Want to build a modern LLM application with real-time streaming responses? Here's a complete guide covering backend, frontend, and deployment. We'll be using some of the most popular technologies in the modern web development ecosystem: Next.js with the Next UI component library, FastAPI for our backend, and Docker for containerization.

Today we'll be deploying LLama, an open-source large language model developed by Meta, with real-time streaming responses. This setup will allow users to interact with the model in real-time, getting responses as they type. We'll cover the complete stack, including the backend, frontend, and deployment.

The rise of ChatGPT made many people interested in large language models, but its code stayed private. This led to the development of open alternatives like LLaMA, which anyone can use and modify. LLaMA, like other language models, creates text one piece at a time. Here's how it works:

When you type a question or prompt, LLaMA processes it token by token. A token is basically a piece of text - it could be a word, part of a word, or even a single character. The model looks at all the tokens you've given it and predicts what should come next.

For example, if you write "The cat 🐈 sat on the", LLaMA will:

  1. Read your input
  2. Predict the next most likely token (maybe "mat")
  3. Add "mat" to your input
  4. Use the new, longer text to predict the next token
  5. Keep going until it reaches a stopping point

This step-by-step process is called autoregressive generation. It's like building a sentence one brick at a time, where each new brick depends on all the ones that came before it.

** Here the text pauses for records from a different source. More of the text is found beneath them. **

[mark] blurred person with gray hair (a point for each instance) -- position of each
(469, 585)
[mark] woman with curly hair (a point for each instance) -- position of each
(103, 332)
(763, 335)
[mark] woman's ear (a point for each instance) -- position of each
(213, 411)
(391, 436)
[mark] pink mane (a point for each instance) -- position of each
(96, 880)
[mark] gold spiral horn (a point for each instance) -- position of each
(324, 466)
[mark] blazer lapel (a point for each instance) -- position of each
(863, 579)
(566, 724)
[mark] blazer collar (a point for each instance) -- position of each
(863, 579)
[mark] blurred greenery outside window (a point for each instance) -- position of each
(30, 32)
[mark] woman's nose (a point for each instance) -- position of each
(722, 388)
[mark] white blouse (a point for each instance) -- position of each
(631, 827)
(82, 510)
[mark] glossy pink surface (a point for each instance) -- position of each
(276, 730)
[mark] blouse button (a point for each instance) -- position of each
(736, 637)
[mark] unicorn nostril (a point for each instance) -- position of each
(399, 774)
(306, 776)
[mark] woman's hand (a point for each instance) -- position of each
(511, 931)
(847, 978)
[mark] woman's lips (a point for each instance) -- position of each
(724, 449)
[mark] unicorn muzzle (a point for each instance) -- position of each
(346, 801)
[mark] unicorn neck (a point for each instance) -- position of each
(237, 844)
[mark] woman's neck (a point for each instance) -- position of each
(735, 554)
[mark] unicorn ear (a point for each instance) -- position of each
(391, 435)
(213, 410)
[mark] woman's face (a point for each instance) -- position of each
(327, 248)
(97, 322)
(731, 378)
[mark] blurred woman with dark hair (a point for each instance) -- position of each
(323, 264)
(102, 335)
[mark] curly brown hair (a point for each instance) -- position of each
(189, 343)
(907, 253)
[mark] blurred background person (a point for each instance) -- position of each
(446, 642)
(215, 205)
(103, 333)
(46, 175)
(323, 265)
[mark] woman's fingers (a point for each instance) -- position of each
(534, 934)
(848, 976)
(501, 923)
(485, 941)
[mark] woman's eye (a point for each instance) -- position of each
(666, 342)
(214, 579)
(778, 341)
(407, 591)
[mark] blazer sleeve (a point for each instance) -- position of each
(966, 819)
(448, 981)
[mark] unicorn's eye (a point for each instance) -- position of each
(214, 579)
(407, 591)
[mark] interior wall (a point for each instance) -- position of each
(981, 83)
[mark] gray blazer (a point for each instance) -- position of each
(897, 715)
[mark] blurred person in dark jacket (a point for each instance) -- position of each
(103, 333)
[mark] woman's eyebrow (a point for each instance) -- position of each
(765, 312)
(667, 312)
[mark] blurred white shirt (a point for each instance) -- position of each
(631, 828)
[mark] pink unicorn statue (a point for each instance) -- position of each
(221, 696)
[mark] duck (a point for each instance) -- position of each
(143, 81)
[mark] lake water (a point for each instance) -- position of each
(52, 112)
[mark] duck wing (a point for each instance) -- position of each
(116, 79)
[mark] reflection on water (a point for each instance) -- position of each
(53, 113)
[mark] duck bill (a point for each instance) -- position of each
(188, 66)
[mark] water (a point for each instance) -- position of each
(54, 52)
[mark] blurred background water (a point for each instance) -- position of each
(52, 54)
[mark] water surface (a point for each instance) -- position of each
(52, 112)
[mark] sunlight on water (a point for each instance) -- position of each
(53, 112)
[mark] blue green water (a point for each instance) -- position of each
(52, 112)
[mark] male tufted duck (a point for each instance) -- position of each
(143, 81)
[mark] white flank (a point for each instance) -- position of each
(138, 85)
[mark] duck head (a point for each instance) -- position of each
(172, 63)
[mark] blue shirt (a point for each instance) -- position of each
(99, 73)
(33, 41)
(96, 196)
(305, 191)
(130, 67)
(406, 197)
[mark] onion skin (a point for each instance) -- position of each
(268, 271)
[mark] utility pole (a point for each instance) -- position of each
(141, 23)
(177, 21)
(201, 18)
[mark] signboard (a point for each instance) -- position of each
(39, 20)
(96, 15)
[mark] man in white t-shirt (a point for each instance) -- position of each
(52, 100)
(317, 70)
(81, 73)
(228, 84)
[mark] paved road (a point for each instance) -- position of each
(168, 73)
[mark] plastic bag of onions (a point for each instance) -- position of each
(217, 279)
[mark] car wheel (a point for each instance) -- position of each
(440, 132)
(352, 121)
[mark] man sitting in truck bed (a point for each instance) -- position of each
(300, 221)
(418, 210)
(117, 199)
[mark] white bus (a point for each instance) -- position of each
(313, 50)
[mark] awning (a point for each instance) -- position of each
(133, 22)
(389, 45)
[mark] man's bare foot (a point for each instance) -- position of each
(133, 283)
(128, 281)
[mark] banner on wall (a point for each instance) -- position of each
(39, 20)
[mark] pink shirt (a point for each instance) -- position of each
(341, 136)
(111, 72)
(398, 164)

The autoregressive process is the same one used by all large language models, including ChatGPT and Claude. The speed differences you might notice when running LLaMA locally versus using commercial APIs usually come down to hardware resources, deployment optimization, and specific techniques used to speed up inference. A single response typically needs hundreds of predictions to complete, which is why having the right deployment setup matters for getting good performance

Anyway, enough talk, let's jump into the code!

Preparing your LLM weights

First, let's talk about the model weights. The Llama model comes in various sizes (7B, 13B, 70B parameters) and versions (Llama 3, Llama 3 Vision etc.). For this tutorial, we'll use the Llama 3.2-1B-Instruct model, which is a good balance between performance and resource requirements.

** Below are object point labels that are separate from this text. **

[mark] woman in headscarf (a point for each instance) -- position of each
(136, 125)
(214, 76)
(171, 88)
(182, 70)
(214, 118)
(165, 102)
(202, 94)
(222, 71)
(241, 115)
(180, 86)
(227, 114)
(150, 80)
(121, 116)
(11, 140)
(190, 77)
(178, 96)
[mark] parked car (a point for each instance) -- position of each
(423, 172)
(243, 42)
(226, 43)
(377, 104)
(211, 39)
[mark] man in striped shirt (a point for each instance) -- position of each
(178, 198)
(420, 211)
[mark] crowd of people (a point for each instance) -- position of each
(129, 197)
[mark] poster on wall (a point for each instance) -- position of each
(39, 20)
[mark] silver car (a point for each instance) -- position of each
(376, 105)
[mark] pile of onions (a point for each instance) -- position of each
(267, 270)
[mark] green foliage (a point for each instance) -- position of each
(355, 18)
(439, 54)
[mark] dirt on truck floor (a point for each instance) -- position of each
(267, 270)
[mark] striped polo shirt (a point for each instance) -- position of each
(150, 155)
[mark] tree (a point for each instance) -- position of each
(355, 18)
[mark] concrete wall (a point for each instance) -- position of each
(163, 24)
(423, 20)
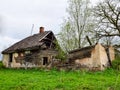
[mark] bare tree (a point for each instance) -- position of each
(77, 25)
(107, 14)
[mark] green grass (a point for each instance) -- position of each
(36, 79)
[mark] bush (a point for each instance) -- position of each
(116, 63)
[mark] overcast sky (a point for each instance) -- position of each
(17, 17)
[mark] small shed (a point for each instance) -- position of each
(38, 50)
(92, 57)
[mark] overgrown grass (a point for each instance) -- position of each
(36, 79)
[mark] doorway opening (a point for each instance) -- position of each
(10, 57)
(45, 60)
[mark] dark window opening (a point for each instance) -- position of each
(10, 57)
(45, 60)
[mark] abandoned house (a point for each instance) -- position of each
(94, 57)
(37, 50)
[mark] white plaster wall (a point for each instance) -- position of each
(5, 59)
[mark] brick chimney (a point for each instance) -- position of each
(41, 30)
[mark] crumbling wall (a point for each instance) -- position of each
(5, 60)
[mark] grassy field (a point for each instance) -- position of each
(36, 79)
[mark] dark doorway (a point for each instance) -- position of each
(45, 60)
(10, 57)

Before we can use the model, we need to convert the weights to a format that works with the Hugging Face transformers library. This conversion process is necessary because Llama models are originally distributed in their own format, but we want to use them with the transformers ecosystem.

Here's the command to convert the weights with the provided script by the hugging face team:

python convert_llama_weights_to_hf.py \ --input_dir ~/.llama/checkpoints/Llama3.2-1B-Instruct/ \ --model_size 1B \ --output_dir ./llama \ --llama_version 3.2

Let's break down what's happening:

  • --input_dir: points to where your original Llama weights are stored
  • --model_size: specifies the model size (1B in our case)
  • --output_dir: where the converted weights will be saved
  • --llama_version: specifies which version of Llama we're using

The conversion process creates a model that's compatible with the transformers library's LlamaForCausalLM architecture. This enables us to use all the powerful features of the transformers library, including:

  • Efficient tokenization
  • Model parallelism
  • Gradient checkpointing
  • Different generation strategies

For more details about Llama model usage and optimization tips, check out the official documentation of hugging face.

Setting up the backend

Our backend is built with FastAPI, a modern Python web framework known for its speed and ease of use. Note that this is just a simple way to deploy your model. For production, you might want to consider more advanced setups like ExecuTorch or vLLM. These frameworks are outside the scope of this tutorial but offer more advanced features for deploying large language models and we might explore them in future tutorials.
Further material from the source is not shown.